O raciocínio pelo qual passa essa visão considera o sujeito (consumidor) e o objeto (produto) como entidades autônomas e separadas que se relacionam através da necessidade, enquanto a qualidade seria um indicador de grau em que o produto satisfaz às necessidades do consumidor. Nesta perspectiva, a qualidade mediria o ajustamento entre as necessidades do consumidor e a satisfação oferecida pelo produto. Assim, deixa-se transparecer que a necessidade seria o propulsor da produção e da qualidade desta produção.

Entretanto, pode-se questionar até que ponto as necessidades são naturais ou são geradas. Esta questão não é considerada por esses autores e exige que, para se entender a lógica da qualidade, principalmente no que diz respeito a bens de consumo, se entenda a lógica das necessidades e da satisfação. Estas questões, entretanto, serão abordadas no próximo capítulo quando analisaremos as estratégias de obsolescência planejada.

Na literatura de Economia e Marketing, a qualidade é tratada em relação à questão da concorrência em qualidade, e esta é entendida e discutida pelos autores dentro do âmbito da diferenciação de produto.

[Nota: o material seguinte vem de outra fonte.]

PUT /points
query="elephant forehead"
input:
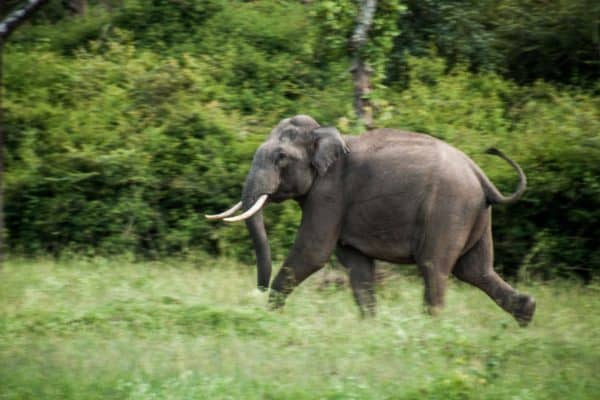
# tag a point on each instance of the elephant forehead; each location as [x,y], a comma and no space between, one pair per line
[294,129]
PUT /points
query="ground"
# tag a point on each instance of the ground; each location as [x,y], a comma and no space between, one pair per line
[101,329]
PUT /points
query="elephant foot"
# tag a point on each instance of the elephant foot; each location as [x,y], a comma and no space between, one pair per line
[276,300]
[524,309]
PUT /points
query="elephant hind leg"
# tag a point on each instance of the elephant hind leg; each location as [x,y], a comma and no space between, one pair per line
[476,267]
[362,278]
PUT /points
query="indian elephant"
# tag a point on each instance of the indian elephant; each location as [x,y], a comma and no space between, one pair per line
[389,195]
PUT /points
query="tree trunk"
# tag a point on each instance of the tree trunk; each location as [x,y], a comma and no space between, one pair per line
[7,26]
[361,72]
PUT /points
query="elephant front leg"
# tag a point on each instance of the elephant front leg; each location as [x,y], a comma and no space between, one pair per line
[362,278]
[289,276]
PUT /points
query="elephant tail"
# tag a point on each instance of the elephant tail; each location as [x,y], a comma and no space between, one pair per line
[492,193]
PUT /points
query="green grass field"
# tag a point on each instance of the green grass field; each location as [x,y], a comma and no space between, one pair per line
[198,330]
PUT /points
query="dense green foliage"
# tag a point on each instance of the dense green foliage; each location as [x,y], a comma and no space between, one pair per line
[124,126]
[116,330]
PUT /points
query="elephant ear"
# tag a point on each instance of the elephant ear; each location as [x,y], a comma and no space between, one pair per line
[328,146]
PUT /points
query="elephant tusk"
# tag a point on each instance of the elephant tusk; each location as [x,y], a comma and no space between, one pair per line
[227,213]
[249,212]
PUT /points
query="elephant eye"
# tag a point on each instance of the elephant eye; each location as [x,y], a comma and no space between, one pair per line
[281,156]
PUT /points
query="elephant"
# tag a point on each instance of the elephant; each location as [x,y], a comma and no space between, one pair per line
[389,195]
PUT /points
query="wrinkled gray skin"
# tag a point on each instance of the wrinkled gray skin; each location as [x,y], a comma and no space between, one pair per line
[388,195]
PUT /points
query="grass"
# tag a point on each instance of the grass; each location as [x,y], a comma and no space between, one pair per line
[102,329]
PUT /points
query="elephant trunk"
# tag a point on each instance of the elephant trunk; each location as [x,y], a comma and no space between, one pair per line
[256,227]
[257,185]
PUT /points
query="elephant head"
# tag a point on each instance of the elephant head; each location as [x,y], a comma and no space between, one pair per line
[297,152]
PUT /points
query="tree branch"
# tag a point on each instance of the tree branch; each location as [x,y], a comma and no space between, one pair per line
[365,19]
[14,19]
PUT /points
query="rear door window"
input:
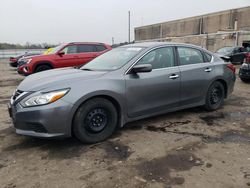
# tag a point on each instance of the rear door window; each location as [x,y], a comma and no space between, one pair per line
[188,56]
[70,49]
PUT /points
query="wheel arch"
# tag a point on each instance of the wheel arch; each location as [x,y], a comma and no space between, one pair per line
[110,98]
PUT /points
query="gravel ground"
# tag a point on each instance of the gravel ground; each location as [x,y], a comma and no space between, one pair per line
[189,148]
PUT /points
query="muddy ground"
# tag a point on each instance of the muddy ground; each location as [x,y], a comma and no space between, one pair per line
[189,148]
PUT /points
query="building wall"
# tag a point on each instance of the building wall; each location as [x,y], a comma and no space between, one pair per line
[195,26]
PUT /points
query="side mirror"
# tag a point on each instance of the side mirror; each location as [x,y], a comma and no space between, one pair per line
[141,68]
[61,53]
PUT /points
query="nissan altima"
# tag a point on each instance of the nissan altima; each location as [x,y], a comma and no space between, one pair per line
[125,84]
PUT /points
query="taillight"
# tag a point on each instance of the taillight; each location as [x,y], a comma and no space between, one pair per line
[231,67]
[247,58]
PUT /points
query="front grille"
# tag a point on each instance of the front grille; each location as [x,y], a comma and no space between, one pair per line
[16,94]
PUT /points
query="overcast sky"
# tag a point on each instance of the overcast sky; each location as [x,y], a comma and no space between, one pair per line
[56,21]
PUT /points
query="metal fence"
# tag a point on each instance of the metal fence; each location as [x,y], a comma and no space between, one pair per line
[15,52]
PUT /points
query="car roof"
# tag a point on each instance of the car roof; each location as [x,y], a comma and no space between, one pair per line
[86,43]
[155,44]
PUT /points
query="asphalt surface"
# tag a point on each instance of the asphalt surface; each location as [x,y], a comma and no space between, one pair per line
[189,148]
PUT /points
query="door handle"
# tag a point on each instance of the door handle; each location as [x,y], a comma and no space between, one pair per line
[208,69]
[173,76]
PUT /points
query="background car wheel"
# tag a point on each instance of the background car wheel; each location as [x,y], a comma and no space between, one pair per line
[215,96]
[245,80]
[41,68]
[95,120]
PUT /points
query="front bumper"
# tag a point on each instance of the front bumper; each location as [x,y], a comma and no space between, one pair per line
[52,120]
[244,73]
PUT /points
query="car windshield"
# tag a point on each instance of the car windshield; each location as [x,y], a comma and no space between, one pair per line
[225,50]
[56,49]
[113,59]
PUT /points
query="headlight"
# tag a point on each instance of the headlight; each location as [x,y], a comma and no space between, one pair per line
[45,98]
[26,61]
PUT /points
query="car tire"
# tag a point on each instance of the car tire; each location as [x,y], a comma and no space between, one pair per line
[95,121]
[41,68]
[215,96]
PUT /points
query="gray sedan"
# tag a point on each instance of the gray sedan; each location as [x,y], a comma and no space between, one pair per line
[125,84]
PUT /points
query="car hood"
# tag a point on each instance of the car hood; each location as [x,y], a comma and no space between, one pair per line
[56,77]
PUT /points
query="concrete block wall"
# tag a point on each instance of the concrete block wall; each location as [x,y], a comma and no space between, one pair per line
[210,23]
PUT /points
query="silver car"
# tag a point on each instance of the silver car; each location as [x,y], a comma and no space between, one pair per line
[125,84]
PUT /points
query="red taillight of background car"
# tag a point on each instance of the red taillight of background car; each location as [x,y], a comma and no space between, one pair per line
[231,67]
[247,58]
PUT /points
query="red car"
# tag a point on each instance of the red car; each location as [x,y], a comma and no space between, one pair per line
[66,55]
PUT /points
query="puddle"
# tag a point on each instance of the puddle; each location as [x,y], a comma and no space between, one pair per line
[235,137]
[166,125]
[159,169]
[56,149]
[116,150]
[132,126]
[236,101]
[213,119]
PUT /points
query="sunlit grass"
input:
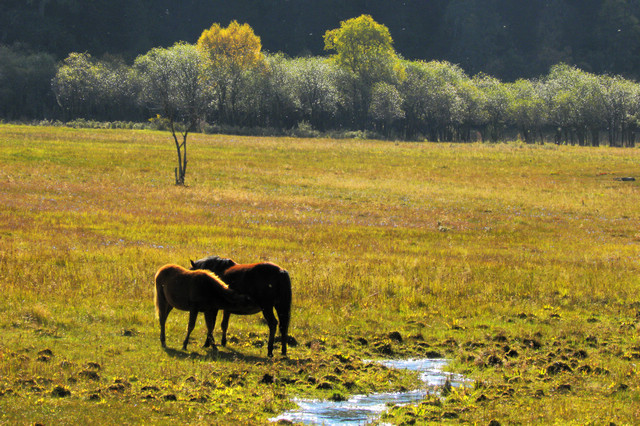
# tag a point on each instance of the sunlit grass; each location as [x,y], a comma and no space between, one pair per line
[444,241]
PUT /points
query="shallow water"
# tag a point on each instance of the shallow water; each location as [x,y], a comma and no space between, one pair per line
[360,409]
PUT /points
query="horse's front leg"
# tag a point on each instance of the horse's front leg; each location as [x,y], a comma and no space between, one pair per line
[272,322]
[225,326]
[193,315]
[210,319]
[162,318]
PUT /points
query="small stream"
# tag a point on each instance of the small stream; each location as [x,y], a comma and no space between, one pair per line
[360,409]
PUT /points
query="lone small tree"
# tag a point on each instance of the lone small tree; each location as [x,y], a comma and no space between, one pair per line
[171,83]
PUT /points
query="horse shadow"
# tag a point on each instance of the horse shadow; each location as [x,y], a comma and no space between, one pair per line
[228,355]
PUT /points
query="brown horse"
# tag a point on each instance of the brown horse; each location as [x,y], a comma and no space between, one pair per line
[267,284]
[194,291]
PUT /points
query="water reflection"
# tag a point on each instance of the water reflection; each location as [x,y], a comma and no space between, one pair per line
[360,409]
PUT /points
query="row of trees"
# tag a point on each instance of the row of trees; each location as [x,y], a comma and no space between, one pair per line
[226,79]
[504,38]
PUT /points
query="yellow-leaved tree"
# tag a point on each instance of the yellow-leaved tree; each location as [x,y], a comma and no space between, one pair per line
[364,49]
[232,55]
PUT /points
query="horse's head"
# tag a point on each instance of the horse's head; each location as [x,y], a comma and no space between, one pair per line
[214,264]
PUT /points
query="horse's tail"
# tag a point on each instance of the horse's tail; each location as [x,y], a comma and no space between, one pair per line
[283,304]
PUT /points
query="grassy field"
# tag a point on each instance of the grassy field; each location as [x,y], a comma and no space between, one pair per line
[520,263]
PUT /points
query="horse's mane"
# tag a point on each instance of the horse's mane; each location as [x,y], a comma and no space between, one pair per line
[213,276]
[219,259]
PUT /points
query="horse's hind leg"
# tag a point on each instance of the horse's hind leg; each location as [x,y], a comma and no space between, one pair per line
[210,319]
[272,322]
[225,326]
[283,316]
[193,315]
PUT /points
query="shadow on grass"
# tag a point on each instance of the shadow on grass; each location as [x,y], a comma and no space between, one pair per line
[228,355]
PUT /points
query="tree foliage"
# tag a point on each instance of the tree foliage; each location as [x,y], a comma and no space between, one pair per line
[171,82]
[232,55]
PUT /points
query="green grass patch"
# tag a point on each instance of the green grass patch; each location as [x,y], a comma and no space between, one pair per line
[518,262]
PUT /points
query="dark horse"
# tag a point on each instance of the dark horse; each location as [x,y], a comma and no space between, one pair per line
[267,284]
[194,291]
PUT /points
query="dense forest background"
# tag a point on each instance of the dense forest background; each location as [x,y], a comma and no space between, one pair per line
[443,70]
[508,39]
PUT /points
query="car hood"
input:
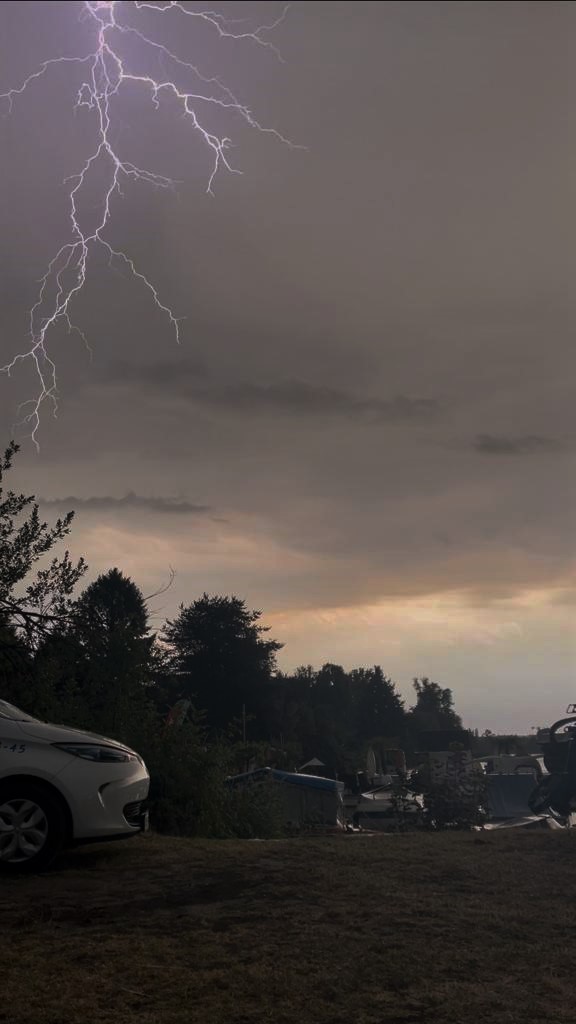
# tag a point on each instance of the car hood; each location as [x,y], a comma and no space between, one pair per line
[64,734]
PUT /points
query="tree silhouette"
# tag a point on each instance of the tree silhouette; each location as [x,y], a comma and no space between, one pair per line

De modo geral, os economistas tratam a concorrência empresarial por diferenciação de produto como uma concorrência em qualidade, independente da natureza e do conteúdo desta diferenciação.

Em face da subjetividade associada ao termo qualidade e ao emprego bastante genérico da mesma, outros termos foram criados na prática para se designar a qualidade propriamente dita dos produtos, tais como "desempenho do produto" e "confiabilidade do produto".